U.N. defamation of religions

Since 1999 Islamic nations have attempted to foist anti-blasphemy laws on the world in the guise of U.N. resolutions against the "defamation of religion." In Islamic nations like Pakistan anti-blasphemy laws have been used to imprison, torture and kill those who are charged (often without basis) with desecrating the Koran or blaspheming Muhammad.

It appears that Europe is rapidly getting on the anti-blasphemy bandwagon. I was, therefore, encouraged recently when Hillary Clinton came out in opposition of such Islamic efforts.

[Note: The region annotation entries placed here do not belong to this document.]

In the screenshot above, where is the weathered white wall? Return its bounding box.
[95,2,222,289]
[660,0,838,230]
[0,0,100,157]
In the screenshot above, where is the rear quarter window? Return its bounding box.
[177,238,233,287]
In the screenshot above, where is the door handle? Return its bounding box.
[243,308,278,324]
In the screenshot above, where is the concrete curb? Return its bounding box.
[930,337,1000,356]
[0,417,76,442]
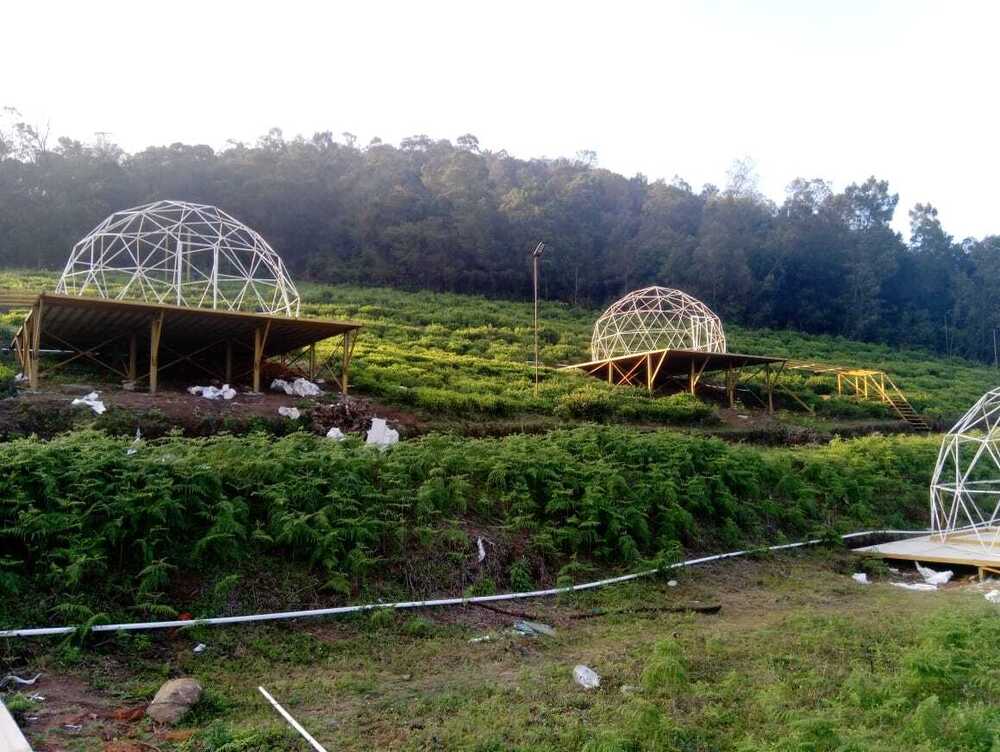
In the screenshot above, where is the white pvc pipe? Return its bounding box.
[0,528,944,637]
[257,687,326,752]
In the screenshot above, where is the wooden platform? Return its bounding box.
[854,532,1000,574]
[0,293,361,392]
[562,350,786,412]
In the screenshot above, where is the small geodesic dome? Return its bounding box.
[930,388,1000,548]
[56,201,299,316]
[590,286,726,360]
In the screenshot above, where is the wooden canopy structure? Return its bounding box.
[562,350,786,412]
[788,361,931,431]
[0,292,361,392]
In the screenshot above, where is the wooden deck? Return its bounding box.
[0,293,361,392]
[854,530,1000,575]
[561,350,785,412]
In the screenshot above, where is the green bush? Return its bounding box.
[0,426,936,621]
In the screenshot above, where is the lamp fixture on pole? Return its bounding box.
[531,243,545,397]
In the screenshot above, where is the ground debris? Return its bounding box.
[573,664,601,689]
[514,621,556,637]
[311,395,375,438]
[569,603,722,619]
[146,677,201,724]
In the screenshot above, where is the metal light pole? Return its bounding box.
[531,243,545,397]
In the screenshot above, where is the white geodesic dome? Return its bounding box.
[930,388,1000,549]
[590,286,726,360]
[56,201,299,316]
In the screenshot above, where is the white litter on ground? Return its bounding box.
[188,384,236,400]
[271,378,323,397]
[72,392,108,415]
[573,665,601,689]
[125,426,142,456]
[365,418,399,449]
[514,621,556,637]
[917,562,955,585]
[0,674,41,688]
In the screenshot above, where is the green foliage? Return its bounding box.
[0,426,935,623]
[0,123,1000,368]
[642,639,687,694]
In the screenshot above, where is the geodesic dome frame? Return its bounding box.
[590,285,726,360]
[56,201,299,316]
[930,388,1000,549]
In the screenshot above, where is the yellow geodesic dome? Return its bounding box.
[590,285,726,360]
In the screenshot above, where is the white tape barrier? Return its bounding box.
[257,687,326,752]
[0,528,966,637]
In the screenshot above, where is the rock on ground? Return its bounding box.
[146,677,201,724]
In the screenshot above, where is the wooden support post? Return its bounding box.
[253,319,271,392]
[128,332,139,381]
[764,363,774,415]
[253,326,264,392]
[28,296,42,389]
[149,313,163,394]
[340,331,354,394]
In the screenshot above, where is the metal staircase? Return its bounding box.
[786,361,931,431]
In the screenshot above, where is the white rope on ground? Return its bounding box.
[257,687,326,752]
[0,526,968,637]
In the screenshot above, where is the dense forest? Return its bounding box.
[0,111,1000,361]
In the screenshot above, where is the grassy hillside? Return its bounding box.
[0,273,1000,752]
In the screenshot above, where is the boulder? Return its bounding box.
[146,677,201,725]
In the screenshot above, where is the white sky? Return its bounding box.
[0,0,1000,238]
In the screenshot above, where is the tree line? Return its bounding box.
[0,111,1000,361]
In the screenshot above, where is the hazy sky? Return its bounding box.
[0,0,1000,238]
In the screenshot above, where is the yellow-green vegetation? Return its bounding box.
[0,272,996,424]
[0,274,1000,752]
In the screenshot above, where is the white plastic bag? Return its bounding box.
[72,392,108,415]
[573,665,601,689]
[917,562,955,585]
[188,384,236,400]
[365,418,399,449]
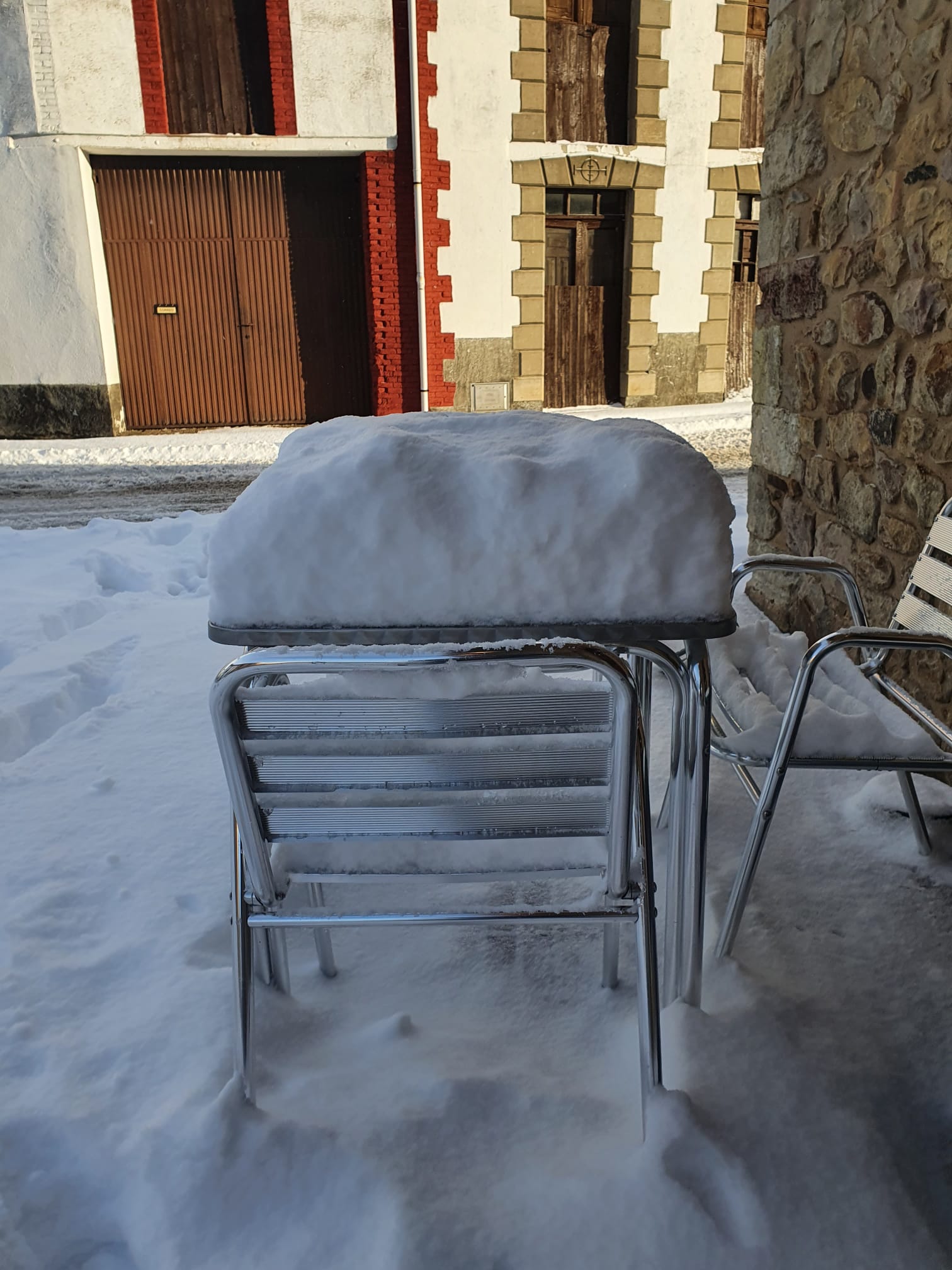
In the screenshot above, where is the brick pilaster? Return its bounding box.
[265,0,297,137]
[132,0,169,132]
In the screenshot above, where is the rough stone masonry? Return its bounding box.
[747,0,952,718]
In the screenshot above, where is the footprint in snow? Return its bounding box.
[661,1094,769,1250]
[82,551,152,596]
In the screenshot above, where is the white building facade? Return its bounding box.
[0,0,766,435]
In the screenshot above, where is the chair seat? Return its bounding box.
[711,621,949,765]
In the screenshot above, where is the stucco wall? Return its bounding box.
[749,0,952,712]
[47,0,145,136]
[651,0,723,335]
[0,0,37,136]
[0,141,104,384]
[429,0,519,339]
[0,140,118,437]
[288,0,395,137]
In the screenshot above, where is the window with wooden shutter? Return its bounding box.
[157,0,274,135]
[740,0,767,149]
[546,0,631,145]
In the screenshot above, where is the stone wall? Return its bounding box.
[747,0,952,714]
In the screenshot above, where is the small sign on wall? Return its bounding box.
[470,384,509,413]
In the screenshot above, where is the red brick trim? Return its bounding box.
[414,0,456,410]
[264,0,297,137]
[132,0,169,132]
[363,150,420,414]
[365,0,456,414]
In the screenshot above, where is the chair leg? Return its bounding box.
[309,881,337,979]
[635,895,661,1135]
[602,922,621,988]
[231,825,255,1104]
[251,926,274,988]
[678,639,711,1006]
[896,772,932,856]
[716,765,786,958]
[268,927,291,997]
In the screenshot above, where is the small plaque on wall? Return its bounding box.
[470,382,509,414]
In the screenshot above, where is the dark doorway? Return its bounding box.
[545,189,627,406]
[723,194,761,392]
[93,159,371,428]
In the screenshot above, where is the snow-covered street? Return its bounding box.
[0,472,952,1270]
[0,395,750,530]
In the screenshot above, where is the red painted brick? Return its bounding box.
[264,0,297,137]
[363,0,456,414]
[132,0,169,132]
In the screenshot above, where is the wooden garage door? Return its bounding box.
[94,160,305,428]
[545,189,625,406]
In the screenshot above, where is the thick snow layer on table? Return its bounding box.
[0,490,952,1270]
[210,411,734,627]
[711,620,942,758]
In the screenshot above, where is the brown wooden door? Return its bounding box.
[156,0,251,134]
[96,161,247,428]
[723,213,761,392]
[95,160,305,428]
[229,168,305,423]
[545,195,623,406]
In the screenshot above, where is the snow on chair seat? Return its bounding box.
[211,644,661,1128]
[711,621,944,766]
[711,501,952,956]
[208,410,734,644]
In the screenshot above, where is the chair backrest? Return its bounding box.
[892,500,952,639]
[212,645,643,904]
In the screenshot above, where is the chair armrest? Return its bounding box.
[801,626,952,680]
[761,626,952,777]
[731,555,867,626]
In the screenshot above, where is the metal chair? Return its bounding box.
[211,644,661,1123]
[711,500,952,956]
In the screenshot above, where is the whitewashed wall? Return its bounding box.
[651,0,730,334]
[429,0,519,339]
[46,0,145,136]
[288,0,395,137]
[0,141,105,384]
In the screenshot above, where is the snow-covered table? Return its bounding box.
[208,411,736,1004]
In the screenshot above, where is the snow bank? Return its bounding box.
[0,515,952,1270]
[210,411,734,627]
[710,620,942,758]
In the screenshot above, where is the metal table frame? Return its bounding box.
[208,614,736,1006]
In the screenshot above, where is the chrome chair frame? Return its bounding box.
[711,499,952,958]
[210,644,665,1109]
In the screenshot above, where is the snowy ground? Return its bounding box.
[0,396,750,530]
[0,480,952,1270]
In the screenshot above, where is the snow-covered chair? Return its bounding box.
[711,500,952,956]
[211,644,661,1101]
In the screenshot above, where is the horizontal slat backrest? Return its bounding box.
[237,686,611,736]
[235,676,613,844]
[892,508,952,639]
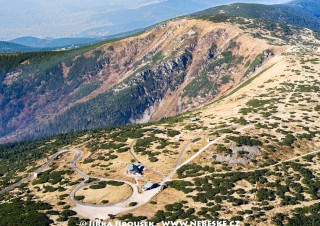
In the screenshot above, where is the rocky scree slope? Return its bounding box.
[0,18,296,143]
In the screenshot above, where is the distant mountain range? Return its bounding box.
[0,1,319,143]
[193,0,320,31]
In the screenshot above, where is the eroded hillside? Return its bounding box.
[0,18,300,142]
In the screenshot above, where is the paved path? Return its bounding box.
[0,52,320,219]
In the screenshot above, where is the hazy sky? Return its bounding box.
[0,0,286,40]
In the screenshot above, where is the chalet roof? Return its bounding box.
[128,164,139,171]
[143,182,154,189]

In America our Constitution is the supreme law of the land, second only to God. Neither the President, nor the Congress nor the Supreme Court have the legal authority to deliberately violate the Constitution. More precisely, not even the President of the United States has the authority to sign a treaty ceding our rights under the Constitution over to the U.N. or international law.

I'm not a lawyer but it seems to me that hypothetically, if any President were to sign a treaty that would limit our freedom of speech or religion under international law, the President would have violated his oath of office.

In that case the American people would be responsible to elect Congresspeople whose number one priority would be to immediately begin impeachment proceedings with the goal of removing the President from office, nullifying the treaty and possibly even charging the President with treason for attempting to aid our enemies in undermining the Constitution of the United States.